In particular, in the State of Minnesota, the Mall of America and casinos (e.g., Mystic Lake Casino) are opening. My wife and I do not go to casinos. During the long winter months we go to the Mall of America early mornings before stores open to walk. At that time there are very few people. When we shop at the mall we visit Nordstrom and Macy’s.
I have been checking the number of COVID-19 deaths in Dakota Country which is where we live. The number of deaths appears to be going up. Today’s death count is 31. Not sure what will happen two to three weeks into the month of June. I guess it will be in the hundreds.
Some friends and family are not able to accept staying at home. They are waiting for stores, restaurants and bars to open to be with people. I rather keep my distance for a few more months until vaccines, treatments and enough ICU beds are readily available. That said, my son will meet us again at Costco in Minneapolis to stock up on some groceries (i.e., milk, yogurt, veggies) for three weeks. The store opens at 07:00 AM so not too many people are willing to be there at that time.
Please keep safe as much as possible. Science indicates that the second wave of the COVID-19 pandemic is starting.
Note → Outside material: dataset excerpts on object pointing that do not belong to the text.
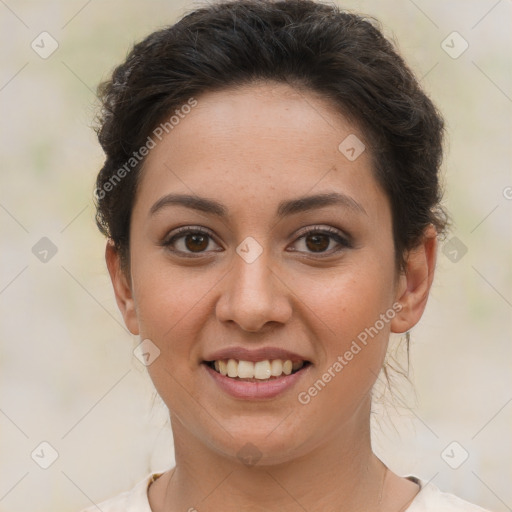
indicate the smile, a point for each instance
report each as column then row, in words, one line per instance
column 253, row 371
column 258, row 380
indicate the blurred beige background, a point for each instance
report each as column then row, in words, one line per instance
column 67, row 373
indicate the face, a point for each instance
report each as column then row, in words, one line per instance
column 284, row 251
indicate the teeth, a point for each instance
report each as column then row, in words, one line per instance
column 261, row 370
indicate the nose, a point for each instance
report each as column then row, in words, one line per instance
column 254, row 295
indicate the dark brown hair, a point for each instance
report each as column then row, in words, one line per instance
column 339, row 55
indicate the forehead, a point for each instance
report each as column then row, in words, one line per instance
column 259, row 141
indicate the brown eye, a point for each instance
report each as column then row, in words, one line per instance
column 196, row 242
column 317, row 242
column 189, row 241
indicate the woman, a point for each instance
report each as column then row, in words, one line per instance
column 271, row 200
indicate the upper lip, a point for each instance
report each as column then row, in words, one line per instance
column 254, row 355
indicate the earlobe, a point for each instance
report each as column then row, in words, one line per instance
column 415, row 283
column 122, row 288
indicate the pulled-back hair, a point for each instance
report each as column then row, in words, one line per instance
column 309, row 45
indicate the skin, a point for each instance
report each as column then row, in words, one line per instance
column 250, row 148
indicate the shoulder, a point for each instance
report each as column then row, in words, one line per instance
column 432, row 499
column 134, row 500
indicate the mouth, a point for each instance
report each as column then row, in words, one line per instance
column 260, row 371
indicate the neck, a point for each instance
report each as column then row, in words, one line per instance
column 341, row 474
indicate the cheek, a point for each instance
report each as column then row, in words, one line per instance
column 170, row 300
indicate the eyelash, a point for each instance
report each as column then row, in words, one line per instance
column 334, row 234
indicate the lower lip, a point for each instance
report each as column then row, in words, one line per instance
column 256, row 390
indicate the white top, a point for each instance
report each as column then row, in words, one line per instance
column 429, row 499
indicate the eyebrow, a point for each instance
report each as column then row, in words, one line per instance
column 284, row 209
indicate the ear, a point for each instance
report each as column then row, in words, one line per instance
column 415, row 283
column 122, row 288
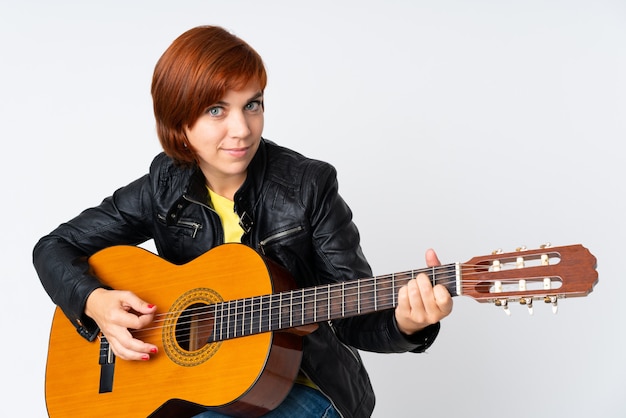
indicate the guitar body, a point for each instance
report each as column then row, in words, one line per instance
column 245, row 376
column 229, row 325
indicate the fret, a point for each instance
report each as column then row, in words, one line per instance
column 299, row 307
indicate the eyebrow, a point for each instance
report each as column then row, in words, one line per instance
column 255, row 97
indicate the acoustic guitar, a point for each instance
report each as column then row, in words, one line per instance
column 230, row 323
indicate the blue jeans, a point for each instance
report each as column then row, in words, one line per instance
column 302, row 401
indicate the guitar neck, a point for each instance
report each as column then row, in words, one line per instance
column 300, row 307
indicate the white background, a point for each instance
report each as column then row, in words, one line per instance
column 463, row 126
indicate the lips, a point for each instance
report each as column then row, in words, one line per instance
column 237, row 152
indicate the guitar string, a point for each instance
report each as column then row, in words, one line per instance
column 296, row 302
column 349, row 291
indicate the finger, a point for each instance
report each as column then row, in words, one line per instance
column 431, row 258
column 443, row 299
column 125, row 346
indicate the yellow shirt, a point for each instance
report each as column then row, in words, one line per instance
column 225, row 208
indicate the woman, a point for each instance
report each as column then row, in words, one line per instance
column 219, row 181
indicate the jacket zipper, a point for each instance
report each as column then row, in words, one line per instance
column 190, row 224
column 282, row 234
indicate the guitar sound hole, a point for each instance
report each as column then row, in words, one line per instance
column 194, row 327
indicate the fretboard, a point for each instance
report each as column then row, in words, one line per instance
column 299, row 307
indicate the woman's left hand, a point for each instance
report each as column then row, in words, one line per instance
column 420, row 304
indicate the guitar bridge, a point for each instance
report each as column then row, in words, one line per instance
column 107, row 366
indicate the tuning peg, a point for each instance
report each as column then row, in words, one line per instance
column 529, row 303
column 553, row 301
column 504, row 304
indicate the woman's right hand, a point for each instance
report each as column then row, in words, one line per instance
column 117, row 311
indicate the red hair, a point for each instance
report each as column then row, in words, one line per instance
column 193, row 73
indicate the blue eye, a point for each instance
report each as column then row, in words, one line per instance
column 254, row 106
column 215, row 111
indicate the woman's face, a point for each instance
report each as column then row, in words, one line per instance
column 226, row 137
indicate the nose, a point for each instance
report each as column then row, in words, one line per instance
column 238, row 126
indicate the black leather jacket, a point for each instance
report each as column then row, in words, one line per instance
column 291, row 212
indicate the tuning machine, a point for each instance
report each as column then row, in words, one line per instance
column 504, row 304
column 553, row 300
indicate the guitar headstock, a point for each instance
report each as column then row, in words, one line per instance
column 547, row 273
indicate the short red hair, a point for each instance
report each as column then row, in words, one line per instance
column 193, row 73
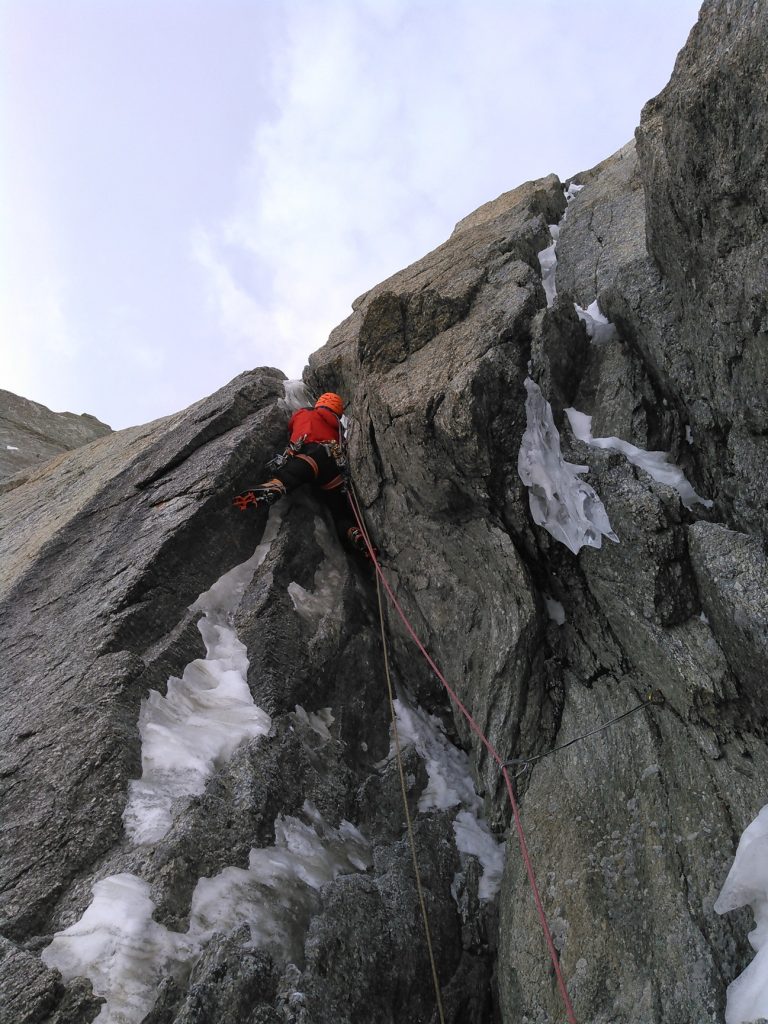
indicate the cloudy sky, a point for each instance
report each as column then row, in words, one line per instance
column 201, row 186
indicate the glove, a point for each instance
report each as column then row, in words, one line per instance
column 262, row 494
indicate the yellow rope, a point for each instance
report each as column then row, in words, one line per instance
column 403, row 790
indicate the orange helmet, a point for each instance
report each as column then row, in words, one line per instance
column 332, row 401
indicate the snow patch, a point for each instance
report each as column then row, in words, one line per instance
column 599, row 328
column 318, row 721
column 655, row 464
column 204, row 716
column 125, row 953
column 548, row 263
column 747, row 885
column 121, row 949
column 564, row 505
column 295, row 396
column 450, row 784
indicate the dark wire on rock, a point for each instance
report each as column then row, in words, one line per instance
column 654, row 697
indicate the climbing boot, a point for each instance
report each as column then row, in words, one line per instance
column 262, row 495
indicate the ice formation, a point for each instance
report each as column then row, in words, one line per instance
column 204, row 715
column 548, row 262
column 655, row 464
column 747, row 885
column 276, row 893
column 548, row 256
column 318, row 721
column 450, row 784
column 328, row 580
column 125, row 953
column 599, row 328
column 564, row 505
column 121, row 949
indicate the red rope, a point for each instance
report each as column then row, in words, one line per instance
column 494, row 754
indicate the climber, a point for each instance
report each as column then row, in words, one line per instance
column 315, row 454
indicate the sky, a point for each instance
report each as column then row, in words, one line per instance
column 190, row 188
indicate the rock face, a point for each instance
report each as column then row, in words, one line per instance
column 30, row 433
column 631, row 830
column 701, row 142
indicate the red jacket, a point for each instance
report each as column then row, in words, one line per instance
column 314, row 424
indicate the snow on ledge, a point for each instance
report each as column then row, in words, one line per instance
column 204, row 716
column 747, row 885
column 564, row 505
column 655, row 464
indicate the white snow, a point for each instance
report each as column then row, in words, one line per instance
column 318, row 721
column 572, row 190
column 450, row 784
column 474, row 838
column 747, row 885
column 125, row 953
column 548, row 262
column 655, row 464
column 121, row 949
column 296, row 396
column 204, row 716
column 564, row 505
column 329, row 580
column 275, row 895
column 599, row 328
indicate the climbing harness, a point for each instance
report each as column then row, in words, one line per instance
column 293, row 448
column 655, row 697
column 492, row 751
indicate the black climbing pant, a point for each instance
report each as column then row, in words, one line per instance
column 313, row 464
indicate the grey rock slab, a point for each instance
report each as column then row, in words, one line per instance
column 700, row 143
column 31, row 433
column 732, row 574
column 114, row 552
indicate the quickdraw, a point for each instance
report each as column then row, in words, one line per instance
column 282, row 458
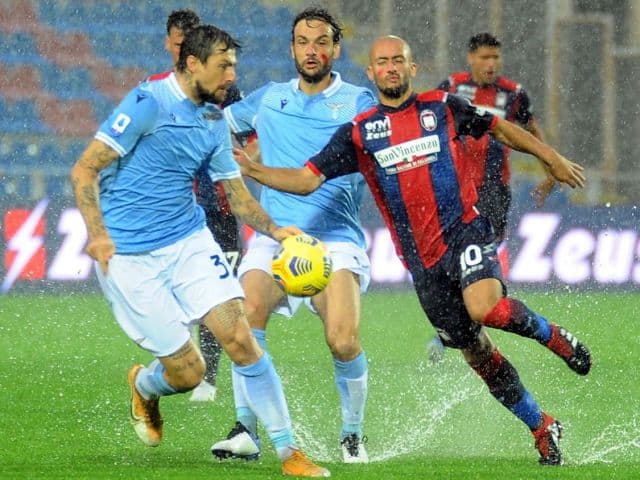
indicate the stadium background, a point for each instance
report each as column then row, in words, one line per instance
column 64, row 64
The purpose of this post is to solve the Components in a graph problem. To be honest, after reading the description, noticing the missing figure and the 
incomplete Java code, I had second thoughts on solving the problem.
The problem is a candidate to be solved using a disjoint union set data structure. In my Disjoint Union Set post I implemented such data structure. As we will see in this post, the data structure and methods have been simplified. As usual, for the latest source code please visit my GitHub repository JohnCanessa/ComponentsInAGraph.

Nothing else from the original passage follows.